In light of a leaked U.S. Supreme Court draft opinion that drew protesters to justices’ homes, Sen. Bill Cassidy (R-La.) on Thursday introduced a bill that would make it a crime to leak confidential information from the nation’s highest court.
The bill (pdf), titled Stop Supreme Court Leakers Act, aims to protect a range of information from leaks, including draft and final Supreme Court opinions yet to be released to the public, internal notes on cases heard by the court, communication among justices and their employees about pending cases, personal information of justices that is not otherwise legally available to the public, and “any other information designated to be confidential by the Chief Justice.”

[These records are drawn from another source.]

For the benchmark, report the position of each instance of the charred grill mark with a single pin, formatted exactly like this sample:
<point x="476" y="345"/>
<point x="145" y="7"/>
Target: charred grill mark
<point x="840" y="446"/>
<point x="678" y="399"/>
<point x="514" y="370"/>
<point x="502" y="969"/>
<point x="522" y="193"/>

Under the bill, any unauthorized disclosure of these information would be punishable by up to 10 years in jail, along with a $10,000 fine. The offender would also be stripped from profits derived from the leak, which could include book deals or TV contributor contracts.
“The recent leak was an attempt to publicly intimidate justices and undermine the integrity of the Court—all while putting lives at risk,” Cassidy said in a press release. “My bill holds leakers accountable and takes away any hopes of profiting off their crimes.”
Cassidy is joined by Sens. Marco Rubio (R-Fla.) and Cindy Hyde-Smith (R-Miss.) as cosponsors. They both agree that last month’s leak of the draft opinion on abortion access has harmed the Supreme Court as an institution.
“The leak of a draft opinion of [Dobbs v. Jackson Women’s Health] not only undermined the integrity of our judicial system, but also continues to spur threats of violence against Supreme Court Justices and crisis pregnancy centers,” Rubio said, referring to the alleged assassination attempt of Justice Brett Kavanaugh and attacks on pregnancy resource centers across the country.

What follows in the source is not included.